In alcune province della Sicilia le abitazioni ricalcano il modello arabo per cui la casa dispone, all’interno, di uno spazio verde ricco di piante odorose come il rosmarino, il basilico, il prezzemolo, la maggiorana utili per la preparazione dei cibi. La presenza di alcuni alberi da frutto è frequente e troviamo spesso il limone, il nespolo e l’albero dell’amarena, forse più raro ai tempi d’oggi, ma molto apprezzato dalla padrona di casa per le ragioni che diremo.
Il nostro albero proviene forse dall’Asia minore, fu conosciuto dai Romani in epoca imperiale appartiene alla famiglia delle Rosacee (Prunus cerasus) Il frutto consiste in drupe di color rosso chiaro o scuro che vengono chiamate visciole, marene o marasche, usate per la preparazione di conserve e di sciroppi, che le nostre casalinghe preparavano con tanta cura nel periodo iniziale della stagione estiva.
Le amarene, ricche di vitamina A, hanno parecchie virtù: agiscono come depurativo del sangue, come antireumatico e sedativo, curano i reni e il fegato.
Dall’album dei ricordi balza fuori la figura di un sacerdote, don Pietro Alongi, fondatore della Biblioteca San Giovanni di Menfi, vissuto negli anni ‘60 e noto per la sua passione per i libri e per le piante. La mia famiglia in quegli anni viveva in quella piccola città e mia sorella ed io frequentavamo la biblioteca per consultare testi utili per la preparazione della tesi richiesta dall’esame di laurea. In quegli anni Don Pietro, detto amabilmente don Pitrinu, fece dono a mio padre di un liquore raro, da lui preparato con le foglie di amarena e ne ricordo il colore scuro e il profumo particolare simile ad un liquore d’erbe con un sapore dolce e aspro insieme. Un digestivo preparato a casa con la infusione delle foglie nell’alcool, sicuramente, ma la ricetta non venne mai rivelata a qualcuno di noi. Anche i piccioli delle amarene, diceva don Pietro, servono per la ritenzione idrica e, nel suo conversare, le piante erano presenti come i libri di ogni genere custoditi amabilmente nella “sua” biblioteca.
Il nostro albero è ancora presente in alcuni frutteti e s’illumina di gioia e di colore al tempo della fioritura e al tempo della maturazione del frutto, le amarene, simili a piccole ciliegie ma diverse per il sapore.

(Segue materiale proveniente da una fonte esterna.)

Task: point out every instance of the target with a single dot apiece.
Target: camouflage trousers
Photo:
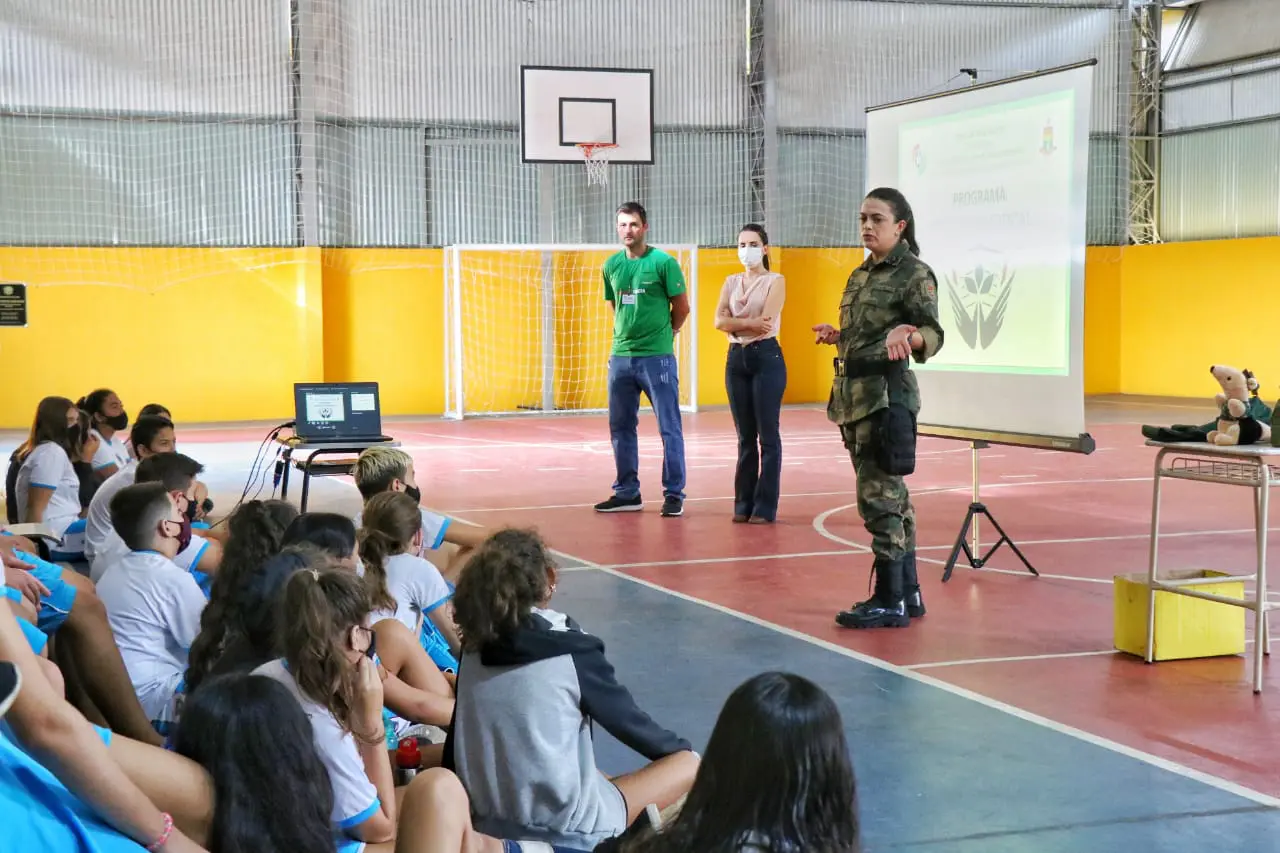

Le amarene, drupe rosse o rosate, erano molto gradite per mia madre che si apprestava alla conservazione dei frutti snocciolati e lasciati in una vaso di vetro interamente coperti di zucchero e poi esposti al sole per otto-dieci giorni. In piena estate, le amarene sciroppate e cotte “al sole”, venivano utilizzate per preparare una bevanda gradevole o per arricchire la granita di limone, tipica della nostra Sicilia. Sapori che ancora oggi sono presenti in molte località della nostra isola, custode di antiche tradizioni, che forse andrebbero riscoperte e riproposte.